The Virginia Fair Trial Project released its second "report card" in four years that grades the fairness of the criminal justice system when it comes to poor defendants. The first report in 2003 had shown poor results.
The scorecard is based on 10 principles of a public defense delivery system built by the American Bar Association and adopted by the Virginia State Bar. The new report card shows that the system either improved or maintained its mark in each area scrutinized.
"I think the overall picture that has been drawn here is that there has been substantial improvement but there's a long way to go," the group's director, Betsy Wells Edwards, said.
According to the report card, the most dramatic progress involves accountability and oversight for attorneys representing poor defendants.

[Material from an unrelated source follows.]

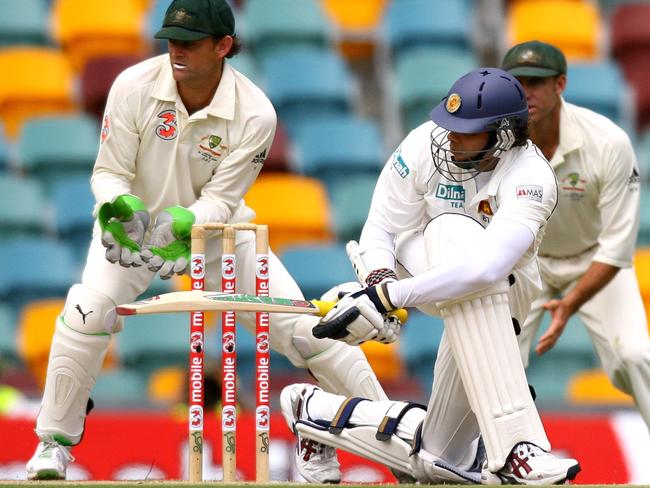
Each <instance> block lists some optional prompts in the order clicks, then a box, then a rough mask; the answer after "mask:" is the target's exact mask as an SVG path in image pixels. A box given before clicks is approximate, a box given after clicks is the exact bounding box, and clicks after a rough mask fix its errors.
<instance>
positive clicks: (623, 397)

Increased funding for indigent defense and a new payment system
for court-appointed lawyers also are among the biggest improvements, the group said.
In the past three legislative sessions, lawmakers have approved almost $17 million in compensation for Virginia's court-appointed lawyers. The General Assembly also has earmarked $8 million for public defender salaries, new positions and new offices, Wells said.
New laws that went into effect July 1 also allows caps on fees paid to court-appointed lawyers representing indigent clients can be waived in some cases. The caps had traditionally been set in stone.
"That's a huge step forward," Wells said. "But there's more to do."
Wells said she is hopeful that the system will only continue to improve in the coming years.
"We've got the support of key legislators. We've got the support of bar groups. We've got the support of the governor, and we've got the attorney general supporting us," she said. "You can't help but feel hopeful about it."